Maybe it’s a reaction to walking off a red-eye flight from the west coast back into NYC, as being at one’s desk at 6AM in the morning in midtown Manhattan no doubt affects you in odd ways, but as I tried to sleep on the plane, I kept rolling around the idea of ‘Should we go all in and CALL ourselves a Healthcare marketing agency?” There are plenty of good reasons to say yes. A robust market is out there and in case you hadn’t noticed big pharma and healthcare in general are not afraid to spend money on marketing and advertising.
Yet we don’t ONLY work in Healthcare. We have and have had several financial industry clients, restaurants, and consumer products. I think I can speak for my partner and all the members of our team that the variety of work is refreshing and in my opinion makes us better marketers. Needing to take different approaches for different vertical markets and products keeps us in a constant learning mode and forestalls any chance for us to get lazy and complacent in our approaches.

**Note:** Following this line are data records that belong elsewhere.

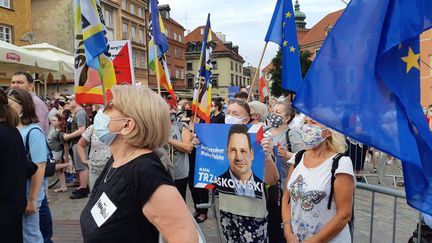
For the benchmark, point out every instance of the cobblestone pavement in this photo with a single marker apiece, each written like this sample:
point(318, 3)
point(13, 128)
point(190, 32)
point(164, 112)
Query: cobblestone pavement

However there’s the real concern that non-specializing robs our company of the opportunity to be ‘known’ for something and build a reputation as a proven resource in healthcare marketing. In a sense it’s innately riskier NOT to specialize – as long as you’re really good in your chosen specialty.
That risk is more than balanced (at least this is where I am now), by what I see as my and our company’s continued enthusiasm to get dirty and do great work that most importantly delivers tangible results for our varied clients
One of my early jobs in the 1980’s was being an advertising photographer’s representative. I really liked the photographer and while he had long career he was not one of the ‘known’ photographers who had work to shoot each and every day. This photographer did not have work to shoot every day. I felt it was in part due to his desire NOT to specialize. He was adept at doing portrait photography, location photography and tabletop. Then (as likely now) art directors preferred to hire a ‘specialist’ – and they did. However I did take note that the photographer was very happy doing what he was doing, and he continued to work well into his seventies. I like to think it had something to do with the varied and interesting professional challenges that came around over the years.
So for now, the moral of the story may be, it’s better to specialize but it’s far less interesting and a lot less fun. At least that’s the way I see it.